Bridging Gender Dynamics in the Workplace

A few years ago, a friend had a “great” idea that would compete with Groupon (this is when daily deal sites were just on the precipice). He wanted us to help him launch the business, but it was just an idea in his head. There wasn’t a website, no merchants, and certainly no customers.

Always up for a good challenge—and excited by his passion—we agreed to help him get started. In our very first meeting, he spent two hours berating his team in front of us, an outsourced communications firm. He talked over and interrupted his chief operating officer, a woman who was highly educated and had experience taking two startups public, so often that she finally resigned herself to not contributing at all.

And then he turned his attention to us. This was the first time he’d met my team—mostly women—and he was not shy in telling them what he thought about their looks and their “supposed” resumes, which he had culled from LinkedIn. We all sat through it, shocked and not really certain of what to say. And then he capped the meeting off by saying, “Don’t screw this up” (but “screw” was a different word).

Fuming, I went back to the office and resigned the account, on only the second day of doing business with him. Needless to say, he’s no longer a client or a friend.

My experience is repeated in board rooms every day, with smart, capable women being interrupted and talked over. Having their agenda items pushed aside as a male colleague goes on a tangent that eats up the entire meeting time. Being called bossy or intimidating in our performance reviews for having the audacity to speak up and speak over our male colleagues when we finally get tired of not being heard. Or, worse, sued for breach of contract after resigning a client on day two.

A recent study by McKinsey and Facebook executive Sheryl Sandberg's LeanIn.org group uncovered these examples of the workplace gender gap in action:

  • Women are more likely to be ignored at meetings, with 74 percent of men "able to participate meaningfully" vs 67 percent of women.
  • Women are less likely to be consulted for input on important decisions, with 63 percent of men being asked to share their thoughts as compared to 56 percent of women.

While these findings aren’t surprising, what has been (pleasantly) surprising is how much more we’ve been talking about this issue lately, which I credit to the 2016 election media coverage.
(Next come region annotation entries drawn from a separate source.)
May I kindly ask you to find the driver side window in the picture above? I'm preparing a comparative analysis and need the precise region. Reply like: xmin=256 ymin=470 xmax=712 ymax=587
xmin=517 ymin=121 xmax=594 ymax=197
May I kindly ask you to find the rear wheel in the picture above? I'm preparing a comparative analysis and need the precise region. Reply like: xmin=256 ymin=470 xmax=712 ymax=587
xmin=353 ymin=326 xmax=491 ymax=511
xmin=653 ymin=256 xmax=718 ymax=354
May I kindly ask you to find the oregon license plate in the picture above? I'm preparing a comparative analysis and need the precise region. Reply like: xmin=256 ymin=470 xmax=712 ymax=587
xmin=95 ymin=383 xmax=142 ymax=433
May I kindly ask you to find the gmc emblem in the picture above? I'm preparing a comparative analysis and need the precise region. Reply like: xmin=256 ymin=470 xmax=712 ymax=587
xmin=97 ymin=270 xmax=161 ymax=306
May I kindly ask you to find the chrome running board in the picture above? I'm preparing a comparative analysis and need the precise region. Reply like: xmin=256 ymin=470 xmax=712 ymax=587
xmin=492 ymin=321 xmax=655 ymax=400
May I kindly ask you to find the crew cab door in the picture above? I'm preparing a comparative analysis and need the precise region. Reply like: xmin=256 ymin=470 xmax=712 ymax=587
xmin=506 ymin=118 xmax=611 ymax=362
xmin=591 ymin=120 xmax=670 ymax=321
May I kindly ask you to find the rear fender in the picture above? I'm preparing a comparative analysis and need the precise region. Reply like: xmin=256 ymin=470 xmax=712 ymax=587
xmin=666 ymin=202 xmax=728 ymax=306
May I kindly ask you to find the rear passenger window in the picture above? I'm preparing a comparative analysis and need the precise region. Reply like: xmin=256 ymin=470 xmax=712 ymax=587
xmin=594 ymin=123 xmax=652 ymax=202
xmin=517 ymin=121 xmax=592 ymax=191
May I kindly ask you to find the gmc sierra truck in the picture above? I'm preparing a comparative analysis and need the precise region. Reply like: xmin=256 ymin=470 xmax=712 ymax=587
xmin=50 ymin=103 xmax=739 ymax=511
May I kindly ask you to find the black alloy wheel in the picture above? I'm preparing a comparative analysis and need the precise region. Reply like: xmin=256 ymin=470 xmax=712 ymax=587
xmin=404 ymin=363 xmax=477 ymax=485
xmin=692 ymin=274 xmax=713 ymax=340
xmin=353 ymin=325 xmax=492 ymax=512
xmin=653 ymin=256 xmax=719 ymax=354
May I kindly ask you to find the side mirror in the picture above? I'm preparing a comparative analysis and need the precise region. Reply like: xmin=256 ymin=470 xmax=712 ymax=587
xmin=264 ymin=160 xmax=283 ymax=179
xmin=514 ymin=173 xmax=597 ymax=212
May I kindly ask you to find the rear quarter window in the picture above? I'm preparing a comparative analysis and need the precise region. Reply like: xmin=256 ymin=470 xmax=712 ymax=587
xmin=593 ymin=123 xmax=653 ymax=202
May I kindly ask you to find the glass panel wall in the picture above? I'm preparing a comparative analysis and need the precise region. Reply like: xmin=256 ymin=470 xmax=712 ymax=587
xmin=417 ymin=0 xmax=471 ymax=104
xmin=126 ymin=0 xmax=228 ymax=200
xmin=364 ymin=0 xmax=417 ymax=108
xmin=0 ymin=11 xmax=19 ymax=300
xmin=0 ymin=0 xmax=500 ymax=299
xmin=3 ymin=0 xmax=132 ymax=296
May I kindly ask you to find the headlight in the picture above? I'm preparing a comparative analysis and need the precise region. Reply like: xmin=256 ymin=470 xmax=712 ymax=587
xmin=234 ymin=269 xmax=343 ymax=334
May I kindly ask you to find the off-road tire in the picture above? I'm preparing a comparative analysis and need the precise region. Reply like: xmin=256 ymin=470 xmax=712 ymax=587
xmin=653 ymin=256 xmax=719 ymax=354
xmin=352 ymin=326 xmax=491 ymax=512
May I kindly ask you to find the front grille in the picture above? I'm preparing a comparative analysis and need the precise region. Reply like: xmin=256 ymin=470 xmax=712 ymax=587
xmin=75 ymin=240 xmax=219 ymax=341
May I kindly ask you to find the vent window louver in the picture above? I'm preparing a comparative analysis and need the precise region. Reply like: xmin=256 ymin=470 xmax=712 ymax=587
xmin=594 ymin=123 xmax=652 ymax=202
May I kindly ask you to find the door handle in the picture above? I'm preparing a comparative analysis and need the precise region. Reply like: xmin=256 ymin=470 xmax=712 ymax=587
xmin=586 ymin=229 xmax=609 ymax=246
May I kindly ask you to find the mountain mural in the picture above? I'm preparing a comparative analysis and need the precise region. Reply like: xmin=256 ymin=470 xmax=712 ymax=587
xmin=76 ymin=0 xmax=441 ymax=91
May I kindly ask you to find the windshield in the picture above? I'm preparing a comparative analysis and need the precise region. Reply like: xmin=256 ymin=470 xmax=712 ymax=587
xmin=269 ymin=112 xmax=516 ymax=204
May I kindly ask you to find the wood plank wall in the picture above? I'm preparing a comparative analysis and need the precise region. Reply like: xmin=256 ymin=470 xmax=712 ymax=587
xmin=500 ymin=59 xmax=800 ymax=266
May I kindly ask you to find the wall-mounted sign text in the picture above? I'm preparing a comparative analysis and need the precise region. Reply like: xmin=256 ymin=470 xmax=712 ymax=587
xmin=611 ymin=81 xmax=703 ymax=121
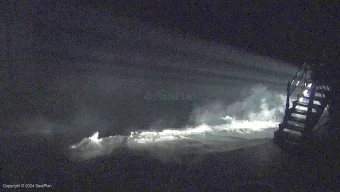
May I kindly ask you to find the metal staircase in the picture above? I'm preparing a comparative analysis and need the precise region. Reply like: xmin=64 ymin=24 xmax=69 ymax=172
xmin=274 ymin=64 xmax=330 ymax=148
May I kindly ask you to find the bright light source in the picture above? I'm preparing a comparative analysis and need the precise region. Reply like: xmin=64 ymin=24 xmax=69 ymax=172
xmin=303 ymin=89 xmax=308 ymax=96
xmin=296 ymin=81 xmax=300 ymax=85
xmin=89 ymin=131 xmax=101 ymax=143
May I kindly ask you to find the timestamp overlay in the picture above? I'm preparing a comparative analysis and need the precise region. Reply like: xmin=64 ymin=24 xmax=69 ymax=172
xmin=2 ymin=183 xmax=53 ymax=189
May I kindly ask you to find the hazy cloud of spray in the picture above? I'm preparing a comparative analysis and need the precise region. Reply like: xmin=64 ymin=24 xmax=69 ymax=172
xmin=70 ymin=85 xmax=285 ymax=162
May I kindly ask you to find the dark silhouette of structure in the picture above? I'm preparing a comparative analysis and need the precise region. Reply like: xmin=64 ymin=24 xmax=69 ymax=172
xmin=274 ymin=45 xmax=340 ymax=150
xmin=274 ymin=48 xmax=340 ymax=191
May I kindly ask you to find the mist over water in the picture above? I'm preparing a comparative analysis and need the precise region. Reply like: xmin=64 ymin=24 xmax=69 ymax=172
xmin=69 ymin=85 xmax=285 ymax=162
xmin=1 ymin=9 xmax=296 ymax=163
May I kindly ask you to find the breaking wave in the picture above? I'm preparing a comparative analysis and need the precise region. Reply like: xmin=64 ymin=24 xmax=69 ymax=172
xmin=70 ymin=85 xmax=285 ymax=161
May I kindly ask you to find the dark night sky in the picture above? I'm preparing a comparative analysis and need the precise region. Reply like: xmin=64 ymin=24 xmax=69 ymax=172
xmin=4 ymin=0 xmax=340 ymax=63
xmin=114 ymin=1 xmax=339 ymax=65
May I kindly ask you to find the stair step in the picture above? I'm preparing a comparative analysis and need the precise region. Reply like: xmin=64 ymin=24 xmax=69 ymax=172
xmin=291 ymin=108 xmax=307 ymax=115
xmin=293 ymin=101 xmax=320 ymax=110
xmin=298 ymin=93 xmax=324 ymax=103
xmin=315 ymin=89 xmax=329 ymax=94
xmin=286 ymin=123 xmax=305 ymax=132
xmin=288 ymin=115 xmax=306 ymax=123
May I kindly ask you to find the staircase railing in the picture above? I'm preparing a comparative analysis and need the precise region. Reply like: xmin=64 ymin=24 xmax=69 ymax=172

If there’s been one silver lining to what was an unprecedentedly unpleasant and less than civil election campaign it’s the new awareness amongst many men of the gender dynamics going on in their workplaces.

Although these issues have been going on since women joined the workforce, there was something about seeing it on the public stage—televised into our living rooms—that made it unmissable. There was Donald Trump stalking Hillary Clinton across the stage, constantly talking over her in the debates, or calling her “a nasty woman.” Not that the other side was without their faults—we still remember Bernie Sanders snapping “let me finish” at Clinton.

Since the election, I’ve had several male colleagues stop mid-sentence while talking to me—realizing they hard started talking down to me, “mansplaining” if you will, on a topic I was just as well-versed in.

Why, in fact, I can wrap my pretty little head around that concept, thank-you-very-much!

Unfortunately, being talked-over for years means I—and many other women— have learned that if you want to be heard in a business setting, that means you have to interrupt and talk over other people. After a recent team meeting, in fact, several of my team members checked in with each other horrified to realize they had been doing just that—not out of disrespect but because of the years of deep conditioning.

So how can we stop bullying each other in the workplace and start listening? Here are a few ideas:

  • Don’t hold free-form meetings. Have an agenda with scheduled blocks of times for specific topics and speakers. Make sure all involved parties get equal time to speak. Schedule a follow-up meeting if time runs out.
  • Ask interrupters to wait. I hate to say you should interrupt the interrupters, but you should. Politely let them know they’ll have their turn. Their colleague has the floor and should be allowed to finish speaking. If you work somewhere you worry this would get you fired, it’s time to find a new job.
  • Don’t accept being talked down to. Hold your ground, claim your position, and own your area of expertise.
  • Don’t be catty. Yes, we all have opinions from time-to-time about other people’s appearances. But as a professional you need to keep them to yourself and model professional behavior. That way, when a sexist comment about someone’s appearance is made, you can feel confident about turning to the person who made it and saying “It’s not professional to speak about your colleague’s appearance.
  • Don’t just “let it go.” No matter how many times you’ve sat through Frozen recently (and for some of us it’s many, many times), don’t just let the casual sexism and sexual harassment in your workplace go. Speak up and ask the person to stop, and involve your management team or HR if necessary.

The only way we can bridge gender dynamics in the workforce is to work together. Be kind to one another. Speak up for one another. And don’t put up with sexism or harassment.